The Trust has nearly 100 staff, but its ranks are swelled by an army of almost 2,000 registered volunteers, who provide around 8,000 extra ‘people days’ every year. And now the Trust is on the look-out for new weekend recruits to join its conservation squad.
“Our enthusiastic practical conservation volunteers help us clear areas of scrub, coppice woodlands, remove invasive plant species, create patches of bare ground for habitat improvement and lots more,” said Claire Courtier, the Trust’s Volunteer Development Manager.
“From teenagers to people in their 80s, all give up their time, skills and energy to help wildlife – but they get so much in return too. You can get fit, make friends from all walks of life, learn so much about wildlife and it’s fantastic fun in the fresh air!”

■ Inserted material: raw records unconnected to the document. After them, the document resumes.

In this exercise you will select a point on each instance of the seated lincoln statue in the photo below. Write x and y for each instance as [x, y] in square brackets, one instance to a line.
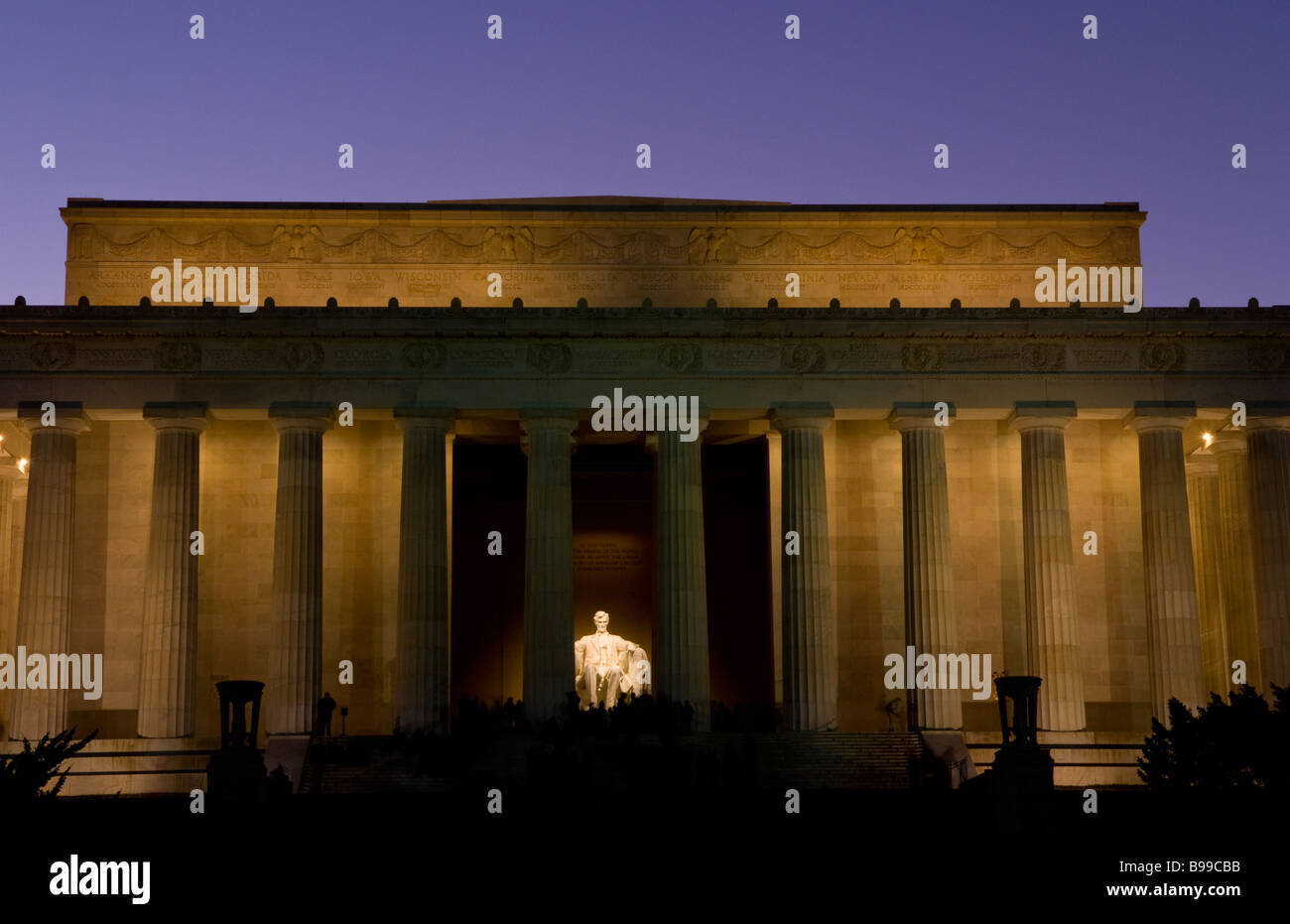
[606, 666]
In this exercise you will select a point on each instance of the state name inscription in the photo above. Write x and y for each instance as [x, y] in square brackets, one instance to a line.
[606, 555]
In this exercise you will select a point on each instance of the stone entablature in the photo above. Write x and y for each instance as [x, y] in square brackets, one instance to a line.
[734, 357]
[609, 250]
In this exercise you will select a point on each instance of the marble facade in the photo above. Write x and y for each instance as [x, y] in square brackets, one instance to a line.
[327, 541]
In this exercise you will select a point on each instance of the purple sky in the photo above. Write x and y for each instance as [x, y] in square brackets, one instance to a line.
[847, 114]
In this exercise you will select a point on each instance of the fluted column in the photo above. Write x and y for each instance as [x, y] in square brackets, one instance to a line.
[680, 654]
[44, 595]
[1236, 554]
[1269, 506]
[929, 586]
[1173, 621]
[809, 626]
[424, 663]
[297, 627]
[1203, 508]
[547, 564]
[9, 475]
[1052, 623]
[168, 658]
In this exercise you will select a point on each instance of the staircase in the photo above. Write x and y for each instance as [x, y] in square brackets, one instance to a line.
[826, 760]
[804, 760]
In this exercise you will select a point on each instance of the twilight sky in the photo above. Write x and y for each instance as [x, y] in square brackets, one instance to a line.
[1031, 111]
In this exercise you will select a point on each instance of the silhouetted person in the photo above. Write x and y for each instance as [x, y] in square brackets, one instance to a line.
[326, 706]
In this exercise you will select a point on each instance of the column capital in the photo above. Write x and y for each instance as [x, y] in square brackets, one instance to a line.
[1201, 462]
[1226, 442]
[68, 417]
[549, 418]
[652, 435]
[1268, 424]
[177, 416]
[801, 416]
[916, 415]
[1041, 415]
[301, 416]
[433, 417]
[1147, 416]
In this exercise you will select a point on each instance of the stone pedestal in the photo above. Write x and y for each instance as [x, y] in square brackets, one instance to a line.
[422, 695]
[1207, 536]
[1052, 627]
[168, 657]
[1236, 554]
[44, 595]
[547, 564]
[1173, 622]
[1022, 768]
[929, 605]
[680, 667]
[809, 626]
[297, 628]
[1269, 507]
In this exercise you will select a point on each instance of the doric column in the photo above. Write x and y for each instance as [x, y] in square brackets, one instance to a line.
[1236, 554]
[168, 658]
[9, 476]
[297, 628]
[46, 592]
[547, 563]
[1203, 508]
[422, 697]
[1052, 624]
[680, 654]
[809, 626]
[1269, 506]
[1173, 623]
[929, 586]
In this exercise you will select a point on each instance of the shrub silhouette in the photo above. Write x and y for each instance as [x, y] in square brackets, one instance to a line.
[1226, 746]
[25, 776]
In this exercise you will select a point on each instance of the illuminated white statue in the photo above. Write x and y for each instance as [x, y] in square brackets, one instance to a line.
[606, 666]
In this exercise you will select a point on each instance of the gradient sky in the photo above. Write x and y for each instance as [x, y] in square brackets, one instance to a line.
[1032, 112]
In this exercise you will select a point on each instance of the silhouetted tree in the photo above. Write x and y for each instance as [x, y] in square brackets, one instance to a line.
[25, 776]
[1225, 746]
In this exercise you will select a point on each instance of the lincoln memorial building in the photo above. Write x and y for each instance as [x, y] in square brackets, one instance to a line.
[261, 441]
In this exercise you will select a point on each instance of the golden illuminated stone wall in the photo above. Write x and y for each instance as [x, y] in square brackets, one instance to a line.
[361, 485]
[610, 250]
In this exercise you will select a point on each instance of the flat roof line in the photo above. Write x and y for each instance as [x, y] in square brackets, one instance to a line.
[588, 204]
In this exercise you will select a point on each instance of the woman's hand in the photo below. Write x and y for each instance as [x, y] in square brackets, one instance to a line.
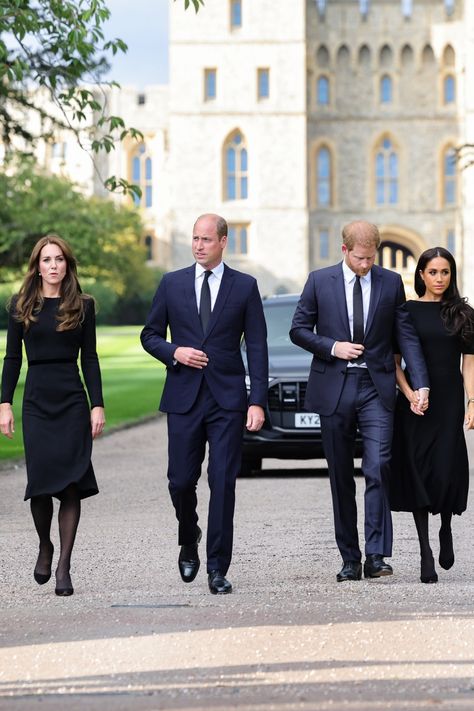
[97, 421]
[469, 417]
[7, 421]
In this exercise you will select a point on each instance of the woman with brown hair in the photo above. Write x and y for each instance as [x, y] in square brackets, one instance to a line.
[56, 321]
[430, 469]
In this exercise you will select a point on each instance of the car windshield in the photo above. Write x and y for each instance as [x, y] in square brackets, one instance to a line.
[279, 318]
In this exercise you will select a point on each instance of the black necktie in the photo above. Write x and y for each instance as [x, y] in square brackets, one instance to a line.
[357, 313]
[205, 301]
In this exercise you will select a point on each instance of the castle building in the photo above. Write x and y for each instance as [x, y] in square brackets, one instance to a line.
[292, 118]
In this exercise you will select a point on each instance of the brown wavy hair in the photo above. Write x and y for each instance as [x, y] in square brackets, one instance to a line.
[456, 314]
[29, 301]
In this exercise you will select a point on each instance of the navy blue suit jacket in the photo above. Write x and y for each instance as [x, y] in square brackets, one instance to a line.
[389, 329]
[237, 312]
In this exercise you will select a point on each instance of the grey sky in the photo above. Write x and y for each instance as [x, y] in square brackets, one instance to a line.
[143, 25]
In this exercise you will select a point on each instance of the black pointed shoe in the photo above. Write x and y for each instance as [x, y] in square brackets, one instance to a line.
[218, 584]
[351, 570]
[376, 567]
[188, 559]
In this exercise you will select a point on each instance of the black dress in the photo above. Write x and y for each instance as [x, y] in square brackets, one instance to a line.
[56, 417]
[430, 468]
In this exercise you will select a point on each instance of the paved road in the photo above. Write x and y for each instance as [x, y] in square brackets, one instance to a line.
[135, 638]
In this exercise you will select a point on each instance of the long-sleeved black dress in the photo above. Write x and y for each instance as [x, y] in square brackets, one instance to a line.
[56, 417]
[430, 468]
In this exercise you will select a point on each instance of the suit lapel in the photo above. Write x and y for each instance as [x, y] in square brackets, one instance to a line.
[340, 298]
[190, 292]
[227, 282]
[375, 291]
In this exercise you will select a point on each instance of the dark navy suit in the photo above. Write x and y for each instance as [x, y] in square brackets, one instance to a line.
[209, 404]
[347, 398]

The Trust runs weekend volunteer conservation groups throughout autumn and winter, on sites right across the county – from scrub clearance on Wisley Common, to coppicing at Newdigate Brickworks, to path clearance on Chobham Common or grass cutting at Fraser Down.
Volunteers have been at the heart of some great success stories for wildlife in Surrey – helping restore vital habitat on Chobham Common, which now boasts a promising breeding population of nightjars and Dartford warblers.
In the rivers, volunteers have been working on the Wey and Mole to improve habitats for fish and reduce pollutants. And dozens of volunteers have signed up to become Hedgerow Heroes, to help survey and restore Surrey’s network of hedges.
Jeanette Cattermole from Guildford has been volunteering with the Trust for almost ten years – helping its education teams with school groups, lending a hand in the office and getting stuck into conservation work.
“I’ve always had an interest in the outdoors and I love the countryside, so volunteering for the Trust is perfect for me,” she said. “It’s given me so many opportunities to stretch myself and learn something new. It’s great fun, you make friends, have fun round the bonfire - the camaraderie is just great and I’m so thrilled to be making a difference to wildlife and the environment.”
Research shows that people who donate their time to a good cause show lower rates of depression later in life, while a study found that contact with nature makes us happier and healthier. And regular exercise in the fresh air is a lot cheaper than joining a gym!
“We simply couldn’t manage without our wonderful volunteers – they make a massive difference to the work we’re able to carry out to help wildlife in Surrey,” said Claire.
“Whether you’re a student wanting work experience or working fulltime and looking for a weekend outdoors, we’d love to see some new faces. You can commit to as little or as much time as you like and you could gain so much from working with us – you never know, it might just lead to a new career!”